Copy the page URI to the clipboard
Piccirillo, A. M.; Corte, V. Della; Ferretti, S.; Rotundi, A.; Ammannito, E.; Bertini, I.; Ferraioli, G.; Fiscale, S.; Inno, L.; Longobardo, A.; Sindoni, G.; Wozniakiewicz, P.J.; Sylvest, M. and Patel, M.
(2022).
DOI: https://doi.org/10.1115/hvis2022-39
Abstract
Comet Interceptor is an ESA mission, which will be launched in 2029 towards an as-yet-undiscovered dynamically new comet. The Dust Impact Sensor and Counter (DISC), developed by our team, will be mounted on board two of the three foreseen Comet Interceptor spacecrafts, aiming to determine the coma dust features of the target comet. DISC’s sensing plate will be exposed to the cometary dust environment and subjected to Hyper-Velocity Impacts (HVI), due to the high flyby speed (7 – 70 km/s). Laboratory facilities do not allow testing the whole range of impact cases that DISC will undergo during the measurements.

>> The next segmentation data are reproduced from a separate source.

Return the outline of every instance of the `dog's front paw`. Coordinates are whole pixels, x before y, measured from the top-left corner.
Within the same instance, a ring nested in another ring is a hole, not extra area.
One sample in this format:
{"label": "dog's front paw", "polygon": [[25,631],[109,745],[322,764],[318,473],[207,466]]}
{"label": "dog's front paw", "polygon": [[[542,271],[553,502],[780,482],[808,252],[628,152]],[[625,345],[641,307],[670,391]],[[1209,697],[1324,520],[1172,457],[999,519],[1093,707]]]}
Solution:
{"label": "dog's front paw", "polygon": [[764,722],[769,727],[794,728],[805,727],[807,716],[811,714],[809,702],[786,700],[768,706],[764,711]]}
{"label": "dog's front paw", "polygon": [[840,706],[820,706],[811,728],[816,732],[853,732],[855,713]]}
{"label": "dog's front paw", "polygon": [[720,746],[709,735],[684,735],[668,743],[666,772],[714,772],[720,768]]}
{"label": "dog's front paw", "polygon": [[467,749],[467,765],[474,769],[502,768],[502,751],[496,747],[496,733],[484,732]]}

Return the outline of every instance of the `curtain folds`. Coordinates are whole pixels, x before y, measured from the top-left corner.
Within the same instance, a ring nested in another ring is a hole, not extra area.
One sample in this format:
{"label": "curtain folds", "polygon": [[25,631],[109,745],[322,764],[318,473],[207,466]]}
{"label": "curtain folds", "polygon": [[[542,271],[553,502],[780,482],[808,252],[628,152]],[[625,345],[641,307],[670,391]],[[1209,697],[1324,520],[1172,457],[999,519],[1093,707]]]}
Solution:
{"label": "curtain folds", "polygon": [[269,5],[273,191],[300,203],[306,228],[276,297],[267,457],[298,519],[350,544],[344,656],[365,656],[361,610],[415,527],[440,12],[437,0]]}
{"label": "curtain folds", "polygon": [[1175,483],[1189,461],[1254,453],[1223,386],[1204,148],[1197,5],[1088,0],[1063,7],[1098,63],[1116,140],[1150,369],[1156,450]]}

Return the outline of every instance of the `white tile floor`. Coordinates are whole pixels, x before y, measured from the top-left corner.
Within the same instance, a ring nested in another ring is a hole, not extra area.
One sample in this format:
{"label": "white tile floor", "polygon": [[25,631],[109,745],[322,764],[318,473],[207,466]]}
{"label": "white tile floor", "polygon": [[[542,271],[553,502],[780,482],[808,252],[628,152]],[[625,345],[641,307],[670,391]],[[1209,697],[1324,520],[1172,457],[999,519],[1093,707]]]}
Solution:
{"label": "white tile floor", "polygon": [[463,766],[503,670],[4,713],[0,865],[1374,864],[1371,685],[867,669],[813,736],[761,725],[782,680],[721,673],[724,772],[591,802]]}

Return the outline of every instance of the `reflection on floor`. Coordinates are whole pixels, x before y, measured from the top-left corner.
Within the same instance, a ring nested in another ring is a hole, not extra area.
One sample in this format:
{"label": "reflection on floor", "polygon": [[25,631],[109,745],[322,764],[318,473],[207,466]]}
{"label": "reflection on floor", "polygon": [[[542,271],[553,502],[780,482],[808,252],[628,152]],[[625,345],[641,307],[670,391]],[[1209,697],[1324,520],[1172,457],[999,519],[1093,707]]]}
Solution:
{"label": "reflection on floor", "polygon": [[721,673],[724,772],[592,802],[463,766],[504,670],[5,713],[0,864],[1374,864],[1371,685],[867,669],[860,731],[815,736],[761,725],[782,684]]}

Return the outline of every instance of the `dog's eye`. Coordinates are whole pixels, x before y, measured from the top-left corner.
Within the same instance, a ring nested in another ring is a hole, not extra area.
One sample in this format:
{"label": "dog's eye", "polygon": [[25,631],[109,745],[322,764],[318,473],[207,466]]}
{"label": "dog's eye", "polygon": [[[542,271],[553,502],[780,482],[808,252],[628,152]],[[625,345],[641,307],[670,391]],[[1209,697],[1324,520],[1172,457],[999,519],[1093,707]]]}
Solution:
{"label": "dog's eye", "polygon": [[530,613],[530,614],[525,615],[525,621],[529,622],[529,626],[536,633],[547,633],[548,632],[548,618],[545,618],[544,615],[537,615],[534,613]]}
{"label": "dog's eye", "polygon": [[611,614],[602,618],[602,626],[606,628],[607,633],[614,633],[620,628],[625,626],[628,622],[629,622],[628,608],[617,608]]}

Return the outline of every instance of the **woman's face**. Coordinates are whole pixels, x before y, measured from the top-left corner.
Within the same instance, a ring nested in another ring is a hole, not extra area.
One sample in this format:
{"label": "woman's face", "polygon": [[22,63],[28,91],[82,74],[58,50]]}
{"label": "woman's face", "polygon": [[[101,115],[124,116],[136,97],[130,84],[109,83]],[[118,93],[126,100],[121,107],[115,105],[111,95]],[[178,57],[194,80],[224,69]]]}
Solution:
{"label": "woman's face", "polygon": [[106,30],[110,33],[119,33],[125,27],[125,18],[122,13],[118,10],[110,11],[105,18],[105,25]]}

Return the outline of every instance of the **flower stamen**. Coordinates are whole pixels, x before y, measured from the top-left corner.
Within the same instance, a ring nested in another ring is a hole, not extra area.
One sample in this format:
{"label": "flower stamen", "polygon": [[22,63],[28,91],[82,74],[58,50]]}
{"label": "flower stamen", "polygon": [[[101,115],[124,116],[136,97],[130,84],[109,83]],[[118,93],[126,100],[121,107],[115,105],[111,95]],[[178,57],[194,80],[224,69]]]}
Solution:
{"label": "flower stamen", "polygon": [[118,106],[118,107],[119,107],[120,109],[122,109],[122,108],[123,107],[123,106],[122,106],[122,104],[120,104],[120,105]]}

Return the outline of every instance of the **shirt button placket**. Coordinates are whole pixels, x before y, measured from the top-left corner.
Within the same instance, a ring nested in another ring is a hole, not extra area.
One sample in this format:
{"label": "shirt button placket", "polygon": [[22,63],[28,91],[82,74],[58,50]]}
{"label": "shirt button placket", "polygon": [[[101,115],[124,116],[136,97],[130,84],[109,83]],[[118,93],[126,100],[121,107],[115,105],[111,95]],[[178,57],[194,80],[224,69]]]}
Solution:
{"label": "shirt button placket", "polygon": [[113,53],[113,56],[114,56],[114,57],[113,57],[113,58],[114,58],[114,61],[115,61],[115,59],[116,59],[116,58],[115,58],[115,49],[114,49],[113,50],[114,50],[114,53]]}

To overcome this limitation, we implemented a simulation system with ANSYSTM software and AUTODYNTM hydrocode, able to reproduce a wide range of dust particle impacts. The simulation process involves a hybrid model, which is discretized with both Smooth Particles Hydrodynamic (SPH) and Finite Element methods (FE) and organized in two connected phases. The results we herein illustrate confirm that the simulation system we implemented allows simulating the DISC operative phase in an efficient, fast, and reliable way.